The FBI notes an uptick in charity scams and offers similar advice to that of the AARP:

  • Fraudulent charity scams, in which perpetrators set up false charities and profit from individuals who believe they are making donations to legitimate charitable organizations, are common after disasters, which the FBI has seen during the COVID pandemic. Charity fraud also rises during the holiday season, when individuals seek to make end-of-year tax deductible gifts or are reminded of those less fortunate and wish to contribute to a good cause. Seasonal charity scams can pose greater difficulties in monitoring because of their widespread reach, limited duration and, when done over the Internet, minimal oversight.
  • Charity scam solicitations may come through cold calls, email campaigns, crowdfunding platforms or fake social media accounts and websites. They are designed to make it easy for victims to give money and feel like they’re making a difference. Perpetrators may divert some or all the funds for their personal use, and those most in need will never see the donations.

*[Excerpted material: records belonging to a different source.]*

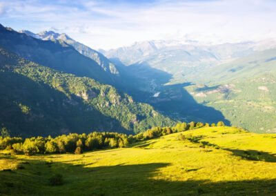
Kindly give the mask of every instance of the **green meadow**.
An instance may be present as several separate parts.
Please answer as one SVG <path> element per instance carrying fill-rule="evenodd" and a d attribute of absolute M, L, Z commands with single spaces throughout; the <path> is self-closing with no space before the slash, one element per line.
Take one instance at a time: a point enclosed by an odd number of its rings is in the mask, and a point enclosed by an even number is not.
<path fill-rule="evenodd" d="M 276 135 L 206 127 L 82 155 L 0 151 L 1 195 L 276 194 Z M 49 179 L 62 175 L 62 184 Z"/>

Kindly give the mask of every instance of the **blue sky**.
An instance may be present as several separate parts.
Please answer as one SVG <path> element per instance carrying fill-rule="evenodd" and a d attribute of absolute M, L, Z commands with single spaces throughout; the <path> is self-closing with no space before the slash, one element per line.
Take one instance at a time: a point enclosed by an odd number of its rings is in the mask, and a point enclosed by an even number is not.
<path fill-rule="evenodd" d="M 274 0 L 0 0 L 0 23 L 66 32 L 92 48 L 135 41 L 220 43 L 276 38 Z"/>

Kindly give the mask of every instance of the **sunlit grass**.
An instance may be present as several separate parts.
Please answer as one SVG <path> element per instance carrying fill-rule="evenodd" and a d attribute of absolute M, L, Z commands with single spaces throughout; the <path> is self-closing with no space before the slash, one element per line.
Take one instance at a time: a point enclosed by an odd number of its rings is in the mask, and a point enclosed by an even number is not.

Companies and individuals should be deliberate in their creation of philanthropic giving programs for employees, make sure they are both secure and remove any friction present in these solutions. In doing so the employer, the employee and the charity all benefit.

Christopher Burgess

Christopher Burgess (@burgessct) is a writer, speaker and commentator on security issues. He is a former Senior Security Advisor to Cisco and served 30+ years within the CIA which awarded him the Distinguished Career Intelligence Medal upon his retirement. Christopher co-authored the book, “Secrets Stolen, Fortunes Lost, Preventing Intellectual Property Theft and Economic Espionage in the 21st Century”. He also founded the non-profit: Senior Online Safety.